Remember that Gus Van Sant's movie about the last days of Kurt Kobain? To be fair this is slightly more cheerful. But not by much.... I don't know, the last moments of the Bard on this Earth may really have been an insufferable slog, spent mourning the death of his only son ( Hamnet) gardening his lot, signing redacted versions of his will, and getting pussy-wept by the women of the house, - who ( this is never stated, but somewhat laughably implied) were just as talented as he was, but could never prove It because they were banned in the kitchen by a society of pesky white man ( I say white, because blacks are built different, we'll come to that) - maybe It really ended like this: but poor me! From the man who created a whole World! I was hoping for something a little marrier. It came to a point where I was suffering through scene after scene just to get to the epic Ben Johnson's drunken night that ( allegedly) put an end to It all. When It finally arrived, I won't lie.. I chuckled. But I guess It was more about the Falstaffian scene I had in mind rather then what Branaght had put on the screen, which was as dreary and miserable as everything else here. When Ben acknowledges Will's greateness with a " you, bastard" I thought yes! That's the way to go.. humor! lifullness! That's what this movie needed.

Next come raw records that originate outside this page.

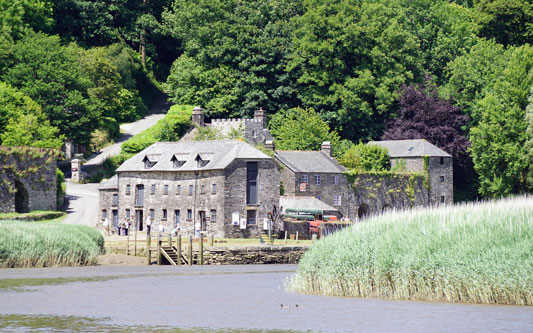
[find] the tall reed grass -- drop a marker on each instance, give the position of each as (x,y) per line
(35,244)
(474,253)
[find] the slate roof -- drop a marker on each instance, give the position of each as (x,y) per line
(304,203)
(309,161)
(411,148)
(109,184)
(220,154)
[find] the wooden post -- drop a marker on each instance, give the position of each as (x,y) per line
(201,251)
(148,251)
(159,249)
(178,247)
(190,249)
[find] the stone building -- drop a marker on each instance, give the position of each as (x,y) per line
(421,156)
(226,185)
(27,179)
(253,130)
(316,174)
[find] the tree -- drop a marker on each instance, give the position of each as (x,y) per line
(509,22)
(22,122)
(361,158)
(499,141)
(303,129)
(51,75)
(350,58)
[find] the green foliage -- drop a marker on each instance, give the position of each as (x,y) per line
(464,253)
(171,128)
(61,186)
(33,244)
(22,122)
(498,142)
(361,158)
(301,129)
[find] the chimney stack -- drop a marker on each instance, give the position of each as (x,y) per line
(326,148)
(260,115)
(198,116)
(269,144)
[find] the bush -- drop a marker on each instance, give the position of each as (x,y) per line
(171,128)
(361,157)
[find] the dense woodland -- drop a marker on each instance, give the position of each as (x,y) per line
(458,73)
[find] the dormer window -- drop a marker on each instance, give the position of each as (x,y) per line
(203,159)
(150,160)
(178,160)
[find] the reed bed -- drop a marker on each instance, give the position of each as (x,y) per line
(471,253)
(35,244)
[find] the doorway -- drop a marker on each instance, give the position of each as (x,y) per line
(139,219)
(203,224)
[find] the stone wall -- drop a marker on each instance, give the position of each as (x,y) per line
(235,196)
(253,255)
(375,193)
(27,179)
(196,201)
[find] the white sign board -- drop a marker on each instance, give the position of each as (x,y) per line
(235,218)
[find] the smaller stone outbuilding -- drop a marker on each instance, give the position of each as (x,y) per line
(421,156)
(27,179)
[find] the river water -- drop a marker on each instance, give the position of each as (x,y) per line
(218,298)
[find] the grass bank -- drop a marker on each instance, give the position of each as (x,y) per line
(39,244)
(473,253)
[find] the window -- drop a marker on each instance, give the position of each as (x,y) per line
(139,197)
(251,183)
(176,217)
(251,216)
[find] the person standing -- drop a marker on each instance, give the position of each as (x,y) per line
(148,225)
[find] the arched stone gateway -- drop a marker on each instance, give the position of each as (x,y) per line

We know a little more then nothing about William Shakespeare, the most enigmatic of geniuses. So little in fact, that his very identity has been put into question throughout time. Some people seriously thought that Francis Bacon had written his dramas. They couldn't take the fact that an " illiterate actor" from Stratford could be the greatest writer in the English language. People are funny like that.

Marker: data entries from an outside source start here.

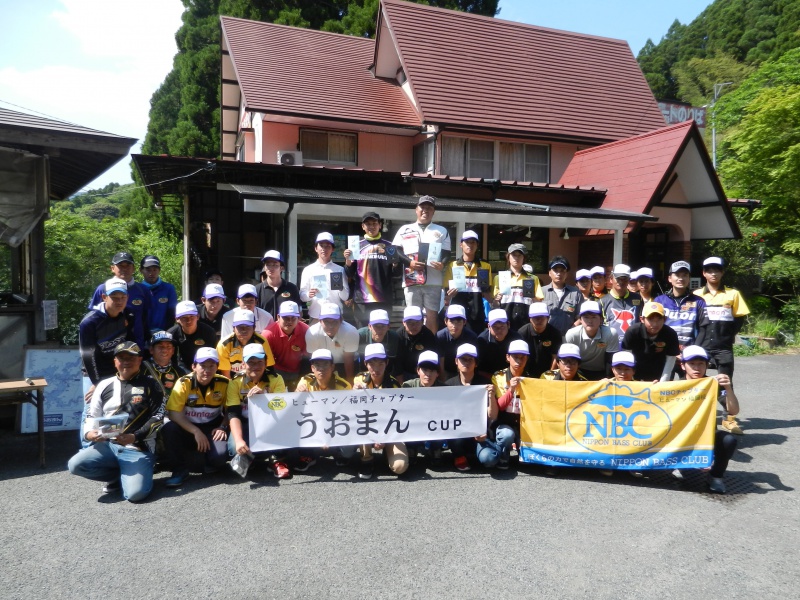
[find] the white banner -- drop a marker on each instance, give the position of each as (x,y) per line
(354,417)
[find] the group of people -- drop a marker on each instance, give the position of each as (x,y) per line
(180,373)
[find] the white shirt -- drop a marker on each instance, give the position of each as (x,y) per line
(410,236)
(345,340)
(263,320)
(307,284)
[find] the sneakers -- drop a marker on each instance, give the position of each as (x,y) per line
(280,470)
(716,485)
(365,469)
(112,486)
(730,425)
(304,463)
(461,463)
(178,478)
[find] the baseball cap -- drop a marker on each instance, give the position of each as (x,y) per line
(714,260)
(115,284)
(518,347)
(150,261)
(569,351)
(559,260)
(325,237)
(591,306)
(186,307)
(121,257)
(247,289)
(456,311)
(273,255)
(467,350)
(538,309)
(497,315)
(428,357)
(253,351)
(678,265)
(652,308)
(379,317)
(242,316)
(128,348)
(621,270)
(321,354)
(213,290)
(690,352)
(289,309)
(412,313)
(329,311)
(162,336)
(205,353)
(374,351)
(623,358)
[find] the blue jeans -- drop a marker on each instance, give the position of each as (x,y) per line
(106,461)
(491,452)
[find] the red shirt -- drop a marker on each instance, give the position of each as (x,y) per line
(288,350)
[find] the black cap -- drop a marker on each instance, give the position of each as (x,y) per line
(150,261)
(121,257)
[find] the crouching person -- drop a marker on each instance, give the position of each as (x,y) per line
(376,377)
(196,424)
(255,379)
(125,460)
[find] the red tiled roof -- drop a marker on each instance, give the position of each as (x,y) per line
(479,72)
(632,170)
(296,71)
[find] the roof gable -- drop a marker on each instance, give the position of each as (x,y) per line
(480,72)
(294,71)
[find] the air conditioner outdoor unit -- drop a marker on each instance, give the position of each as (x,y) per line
(291,158)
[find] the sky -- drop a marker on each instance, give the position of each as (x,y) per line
(97,63)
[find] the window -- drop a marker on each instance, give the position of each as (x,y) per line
(328,146)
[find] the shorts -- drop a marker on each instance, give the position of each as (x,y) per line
(428,297)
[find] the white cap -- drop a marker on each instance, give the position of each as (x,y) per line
(329,311)
(467,350)
(691,352)
(213,290)
(622,269)
(379,317)
(115,284)
(538,309)
(518,347)
(623,358)
(321,354)
(374,351)
(325,237)
(497,314)
(456,311)
(569,351)
(412,313)
(428,356)
(187,307)
(288,308)
(247,289)
(592,307)
(242,316)
(203,354)
(253,350)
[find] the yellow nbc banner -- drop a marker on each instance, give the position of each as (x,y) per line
(619,425)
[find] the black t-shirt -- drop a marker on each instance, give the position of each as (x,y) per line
(650,353)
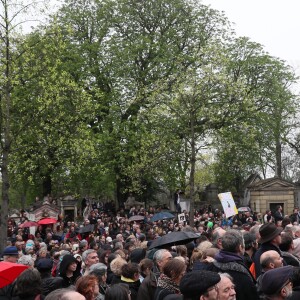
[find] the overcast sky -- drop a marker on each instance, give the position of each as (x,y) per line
(273,23)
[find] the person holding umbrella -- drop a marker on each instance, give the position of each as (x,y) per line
(169,280)
(177,201)
(149,284)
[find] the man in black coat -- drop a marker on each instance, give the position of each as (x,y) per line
(270,239)
(230,260)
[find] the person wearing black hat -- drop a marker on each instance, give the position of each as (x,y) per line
(270,239)
(10,254)
(69,270)
(200,285)
(230,260)
(49,283)
(276,284)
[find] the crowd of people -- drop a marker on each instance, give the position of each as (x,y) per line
(109,256)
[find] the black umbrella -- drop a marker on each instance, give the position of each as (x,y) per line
(87,228)
(174,238)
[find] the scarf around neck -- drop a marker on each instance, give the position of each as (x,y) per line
(166,283)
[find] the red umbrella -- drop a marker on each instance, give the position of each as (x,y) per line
(47,221)
(28,224)
(9,272)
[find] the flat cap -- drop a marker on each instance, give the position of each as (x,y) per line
(274,280)
(196,283)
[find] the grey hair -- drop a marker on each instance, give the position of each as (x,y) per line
(98,266)
(86,253)
(26,260)
(159,254)
(226,275)
(231,240)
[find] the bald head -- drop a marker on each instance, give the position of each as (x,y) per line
(270,260)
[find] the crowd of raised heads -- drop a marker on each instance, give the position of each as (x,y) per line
(109,256)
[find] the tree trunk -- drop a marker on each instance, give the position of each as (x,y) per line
(5,129)
(47,185)
(193,167)
(278,167)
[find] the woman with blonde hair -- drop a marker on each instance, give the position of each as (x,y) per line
(116,268)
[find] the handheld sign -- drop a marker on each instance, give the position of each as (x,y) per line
(228,204)
(181,218)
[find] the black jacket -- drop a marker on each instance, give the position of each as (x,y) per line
(233,264)
(148,287)
(65,263)
(263,248)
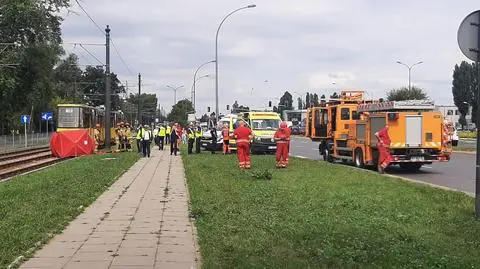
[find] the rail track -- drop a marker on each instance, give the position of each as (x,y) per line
(19,162)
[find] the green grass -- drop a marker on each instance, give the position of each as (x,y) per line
(319,215)
(34,205)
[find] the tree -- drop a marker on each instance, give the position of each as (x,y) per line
(286,103)
(180,112)
(94,91)
(463,89)
(404,93)
(68,77)
(300,103)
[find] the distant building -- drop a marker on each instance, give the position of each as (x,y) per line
(451,113)
(294,115)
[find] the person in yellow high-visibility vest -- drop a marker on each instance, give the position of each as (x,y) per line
(168,132)
(198,139)
(139,138)
(161,137)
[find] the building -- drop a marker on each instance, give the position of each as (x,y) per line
(294,115)
(451,113)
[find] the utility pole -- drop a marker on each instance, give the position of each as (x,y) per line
(139,115)
(107,91)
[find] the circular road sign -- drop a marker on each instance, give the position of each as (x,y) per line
(468,35)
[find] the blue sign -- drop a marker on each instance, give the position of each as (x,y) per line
(25,119)
(48,116)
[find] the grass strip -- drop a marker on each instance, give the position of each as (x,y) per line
(37,204)
(320,215)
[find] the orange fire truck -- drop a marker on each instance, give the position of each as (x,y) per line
(346,130)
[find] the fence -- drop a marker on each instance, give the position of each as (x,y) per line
(16,141)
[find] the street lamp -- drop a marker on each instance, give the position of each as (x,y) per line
(175,93)
(216,55)
(409,71)
(195,79)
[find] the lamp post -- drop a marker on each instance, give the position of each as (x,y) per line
(216,55)
(195,79)
(410,71)
(175,93)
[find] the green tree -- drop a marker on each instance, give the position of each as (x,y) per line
(404,93)
(68,78)
(94,91)
(463,89)
(180,112)
(286,103)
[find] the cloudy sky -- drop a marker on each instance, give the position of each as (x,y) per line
(303,45)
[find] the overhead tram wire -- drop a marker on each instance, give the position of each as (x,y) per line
(91,54)
(111,40)
(90,17)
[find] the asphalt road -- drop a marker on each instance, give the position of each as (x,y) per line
(458,173)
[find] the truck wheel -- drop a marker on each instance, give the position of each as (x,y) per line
(359,158)
(411,167)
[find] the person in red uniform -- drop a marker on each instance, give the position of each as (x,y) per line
(383,146)
(226,139)
(282,137)
(243,135)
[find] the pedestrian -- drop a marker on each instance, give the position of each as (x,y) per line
(282,137)
(243,135)
(146,140)
(383,145)
(167,134)
(155,135)
(174,140)
(213,145)
(226,139)
(161,137)
(139,139)
(191,138)
(198,139)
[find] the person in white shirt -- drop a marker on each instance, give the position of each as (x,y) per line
(147,140)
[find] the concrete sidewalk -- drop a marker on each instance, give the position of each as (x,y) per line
(141,221)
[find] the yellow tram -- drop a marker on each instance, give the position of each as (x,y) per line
(82,117)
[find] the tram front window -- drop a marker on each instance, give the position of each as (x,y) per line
(68,117)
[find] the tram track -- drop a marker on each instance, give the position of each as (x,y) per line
(20,162)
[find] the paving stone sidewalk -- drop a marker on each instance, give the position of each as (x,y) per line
(141,221)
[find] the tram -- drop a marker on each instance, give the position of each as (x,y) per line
(80,123)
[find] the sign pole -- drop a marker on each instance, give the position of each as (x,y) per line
(25,128)
(477,172)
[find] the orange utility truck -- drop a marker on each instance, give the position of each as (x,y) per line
(346,131)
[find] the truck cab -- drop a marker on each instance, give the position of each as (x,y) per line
(264,125)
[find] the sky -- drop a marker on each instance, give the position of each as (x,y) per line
(318,46)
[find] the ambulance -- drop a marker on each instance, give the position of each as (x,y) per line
(264,124)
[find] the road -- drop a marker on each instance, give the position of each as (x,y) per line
(458,173)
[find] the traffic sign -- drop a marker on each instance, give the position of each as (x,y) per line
(47,116)
(25,119)
(468,35)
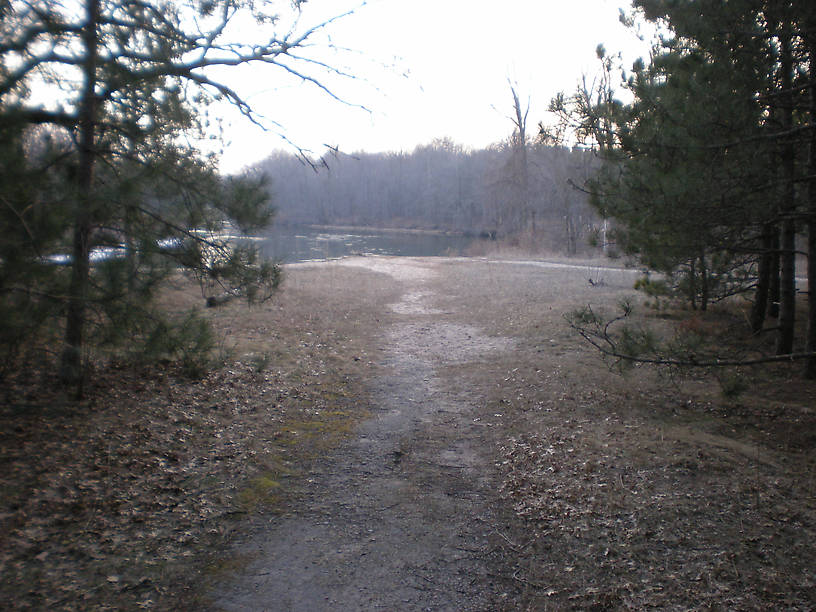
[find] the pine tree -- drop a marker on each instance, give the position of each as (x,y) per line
(124,83)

Moral of the story: the scarcity of historical evidences left the writers of this movie with a great deal of freedom. Of which, in my humble opinion, they have made the worst possible use. I really didn't know what to expect coming into this: whether It would be an explosive meta experiment, in the vein of the excellent Looking for Richard or Greengrass' A Cock and Bull story: a documentary- style exercise in paranoia, like JFK, where the factual as well as the counter factual theories about the Bard would be put into question, or a stylized homage to the Bard's many creations, maybe ( making this up as I go along) staged as a version of the Tempest, with Prospero, the great wizard, retreating to Stratford, and breaking his stuff " bury It certain fathoms in the Earth"...
It was none of the above. It was a dreary depressing ( sorry!) "Elegiac" account of Shakespeare's relation with the women of the house, with a tired subplot about the rising of that very Puritanism that would before long put an End to the Theater that Will loved so much, and, more importantly, make the life of Will's daughters a whole lot harder. Them poor souls now are gonna be buried in them fuckin kitchens! With no plays to cheer them up, and no sex.
There is a single visual reference to a play, Coriolanus. It involves a flashback of a big black guy, played by an actor who was once in love with one of Will's daughters. You can kiss goodbye to da thing gals! Under Puritanism these poor girls are getting none. Let alone from Blacked.. sorry Black. Mistyping there.
Final note: Judi Dench and Ian McKellen are in this. They made me wanna go back and watch their glorious rendition of the MACBETH. That was great. Truly, truly great.